Great!!! I'd like to know how you went about your 2nd application. In addition to providing what you left out in 1st application, you just updated your payslips and bank statements and added it to others already approved in the 1st right?


----------



## Marxoo (Oct 3, 2015)

Prime9000 said:


> Hi my Fiancée UK visa was refused this month (gutted) due to some document which I missed and didnt anticipate
> 
> Not Met - Missing payslip covering the 6 months prior - because I send document to her in late June and we booked first appointment in July, i didnt have my June payslip available.
> 
> ...


Of course you do have a ground for appeal. There are no required list of items for you to submit as evidence. However its your responsibility to satisfy the entry clearance.


Can you tell us the exact wording of the refusal letter? 

A 6month statement has never been a requirement, neither is a letter from employer. 

Also, are you a British national?


----------



## Water Dragon (Jun 28, 2011)

Marxoo said:


> Of course you do have a ground for appeal. There are no required list of items for you to submit as evidence. However its your responsibility to satisfy the entry clearance.
> 
> 
> Can you tell us the exact wording of the refusal letter?
> ...


Your comments are completely incorrect and misleading. The OP reapplied and was successful, as noted in the previous messages.


----------



## Marxoo (Oct 3, 2015)

Water Dragon said:


> Your comments are completely incorrect and misleading. The OP reapplied and was successful, as noted in the previous messages.


Not here to mislead anyone though.
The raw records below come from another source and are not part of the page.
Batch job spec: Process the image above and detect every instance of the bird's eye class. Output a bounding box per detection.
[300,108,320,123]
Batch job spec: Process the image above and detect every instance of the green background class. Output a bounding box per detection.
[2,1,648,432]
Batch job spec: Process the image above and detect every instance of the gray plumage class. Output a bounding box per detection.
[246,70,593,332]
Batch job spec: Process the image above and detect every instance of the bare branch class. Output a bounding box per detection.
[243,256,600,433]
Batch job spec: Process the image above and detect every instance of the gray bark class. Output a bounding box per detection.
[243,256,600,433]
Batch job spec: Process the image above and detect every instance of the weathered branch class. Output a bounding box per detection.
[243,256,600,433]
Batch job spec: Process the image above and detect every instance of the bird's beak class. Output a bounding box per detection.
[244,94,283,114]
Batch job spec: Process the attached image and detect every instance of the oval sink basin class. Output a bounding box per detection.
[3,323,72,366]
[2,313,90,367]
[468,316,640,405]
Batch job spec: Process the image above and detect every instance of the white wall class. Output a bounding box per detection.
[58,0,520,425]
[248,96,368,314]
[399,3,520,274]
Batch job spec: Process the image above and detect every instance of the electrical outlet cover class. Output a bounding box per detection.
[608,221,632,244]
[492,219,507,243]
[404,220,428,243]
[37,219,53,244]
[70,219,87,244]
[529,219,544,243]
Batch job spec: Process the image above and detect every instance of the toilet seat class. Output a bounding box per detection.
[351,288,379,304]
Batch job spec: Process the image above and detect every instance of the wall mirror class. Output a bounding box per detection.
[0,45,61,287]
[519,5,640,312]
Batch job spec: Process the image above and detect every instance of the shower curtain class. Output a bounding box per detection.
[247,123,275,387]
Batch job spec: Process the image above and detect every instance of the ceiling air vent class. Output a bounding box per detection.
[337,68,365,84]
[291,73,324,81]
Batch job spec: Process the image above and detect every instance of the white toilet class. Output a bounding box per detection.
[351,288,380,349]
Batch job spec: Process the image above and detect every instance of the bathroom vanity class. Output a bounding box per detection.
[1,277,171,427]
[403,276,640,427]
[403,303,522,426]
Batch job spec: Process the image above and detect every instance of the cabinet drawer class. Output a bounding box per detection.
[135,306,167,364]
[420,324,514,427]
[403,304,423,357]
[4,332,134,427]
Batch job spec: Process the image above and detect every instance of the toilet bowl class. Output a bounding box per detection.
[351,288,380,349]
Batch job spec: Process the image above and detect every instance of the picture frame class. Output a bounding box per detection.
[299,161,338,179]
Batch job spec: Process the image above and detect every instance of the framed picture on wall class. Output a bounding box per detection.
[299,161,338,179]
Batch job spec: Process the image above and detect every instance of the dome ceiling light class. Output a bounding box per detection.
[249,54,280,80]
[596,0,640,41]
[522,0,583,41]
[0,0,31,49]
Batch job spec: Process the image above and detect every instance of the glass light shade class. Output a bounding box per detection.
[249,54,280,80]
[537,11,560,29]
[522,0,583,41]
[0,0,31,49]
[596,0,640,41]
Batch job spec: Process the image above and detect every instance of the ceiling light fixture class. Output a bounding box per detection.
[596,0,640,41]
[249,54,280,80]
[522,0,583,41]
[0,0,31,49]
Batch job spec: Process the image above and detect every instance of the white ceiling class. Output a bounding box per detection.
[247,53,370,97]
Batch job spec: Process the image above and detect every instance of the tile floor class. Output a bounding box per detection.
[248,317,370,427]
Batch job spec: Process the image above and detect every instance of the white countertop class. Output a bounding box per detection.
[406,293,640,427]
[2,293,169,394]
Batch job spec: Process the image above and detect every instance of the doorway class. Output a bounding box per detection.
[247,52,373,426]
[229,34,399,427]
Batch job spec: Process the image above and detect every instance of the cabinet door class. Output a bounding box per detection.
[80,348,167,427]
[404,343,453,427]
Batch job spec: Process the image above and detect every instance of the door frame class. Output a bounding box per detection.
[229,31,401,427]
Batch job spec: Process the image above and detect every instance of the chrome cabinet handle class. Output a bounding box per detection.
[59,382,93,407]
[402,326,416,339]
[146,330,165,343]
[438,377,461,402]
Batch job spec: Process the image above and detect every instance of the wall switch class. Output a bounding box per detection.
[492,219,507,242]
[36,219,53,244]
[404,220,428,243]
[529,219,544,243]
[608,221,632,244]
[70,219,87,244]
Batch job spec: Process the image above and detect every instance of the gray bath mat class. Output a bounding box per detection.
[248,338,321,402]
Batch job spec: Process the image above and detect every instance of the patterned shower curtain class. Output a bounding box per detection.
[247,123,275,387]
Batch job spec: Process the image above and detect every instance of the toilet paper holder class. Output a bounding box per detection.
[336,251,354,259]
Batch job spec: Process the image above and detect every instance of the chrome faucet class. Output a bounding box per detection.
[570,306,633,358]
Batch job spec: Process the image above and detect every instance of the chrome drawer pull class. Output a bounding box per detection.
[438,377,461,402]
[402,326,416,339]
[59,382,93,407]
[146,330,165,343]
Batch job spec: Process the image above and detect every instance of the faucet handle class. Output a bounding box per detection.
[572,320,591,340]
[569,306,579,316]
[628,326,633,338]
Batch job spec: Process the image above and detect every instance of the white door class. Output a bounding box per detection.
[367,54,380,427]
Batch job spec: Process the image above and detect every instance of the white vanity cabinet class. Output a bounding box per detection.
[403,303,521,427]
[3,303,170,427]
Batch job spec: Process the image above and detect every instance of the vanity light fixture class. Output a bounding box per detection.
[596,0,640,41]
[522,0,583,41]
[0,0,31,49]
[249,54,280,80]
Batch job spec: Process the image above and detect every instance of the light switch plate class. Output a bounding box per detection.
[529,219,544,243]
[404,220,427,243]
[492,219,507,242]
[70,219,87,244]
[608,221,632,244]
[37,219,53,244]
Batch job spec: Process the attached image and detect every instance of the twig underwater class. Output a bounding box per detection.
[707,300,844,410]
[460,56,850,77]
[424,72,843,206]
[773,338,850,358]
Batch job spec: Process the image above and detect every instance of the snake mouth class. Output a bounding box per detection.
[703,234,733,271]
The payslip, bank statement and P 60 are there to assist the ECO in making a judgement and if he or she is unclear they they can refer to HMRC for further checks. Just missing one page is not a ground for blatant refusal and that's my point. Except the ECO is a beginner. 

A letter from employer again, though necessary, but if you have provided all other proofs then it's not a ground as there are checks to confirm this.

However, if you are non british whose VISA is tied to an employer, it becomes complex. At which point it becomes a must and without it, you will be refused. VISA application is not rocket science.


----------



## Whatshouldwedo (Sep 29, 2013)

Marxoo said:


> Not here to mislead anyone though. The payslip, bank statement and P 60 are there to assist the ECO in making a judgement and if he or she is unclear they they can refer to HMRC for further checks. Just missing one page is not a ground for blatant refusal and that's my point. Except the ECO is a beginner. A letter from employer again, though necessary, but if you have provided all other proofs then it's not a ground as there are checks to confirm this. However, if you are non british whose VISA is tied to an employer, it becomes complex. At which point it becomes a must and without it, you will be refused. VISA application is not rocket science.


This is not good advice to give somebody now applying. The ECO is not obliged to 'check' anything if there is a missing document. People are being refused for the slightest omission so it is incumbent for anyone now applying to submit everything, in its proper format, to get their visa application approved.


----------



## Marxoo (Oct 3, 2015)

Whatshouldwedo said:


> This is not good advice to give somebody now applying. The ECO is not obliged to 'check' anything if there is a missing document. People are being refused for the slightest omission so it is incumbent for anyone now applying to submit everything, in its proper format, to get their visa application approved.



Oh yeah. I understand you. I though he was appealing and I only said he has a case to appeal. It will be foolish for a new applicant not to include all the variables.


----------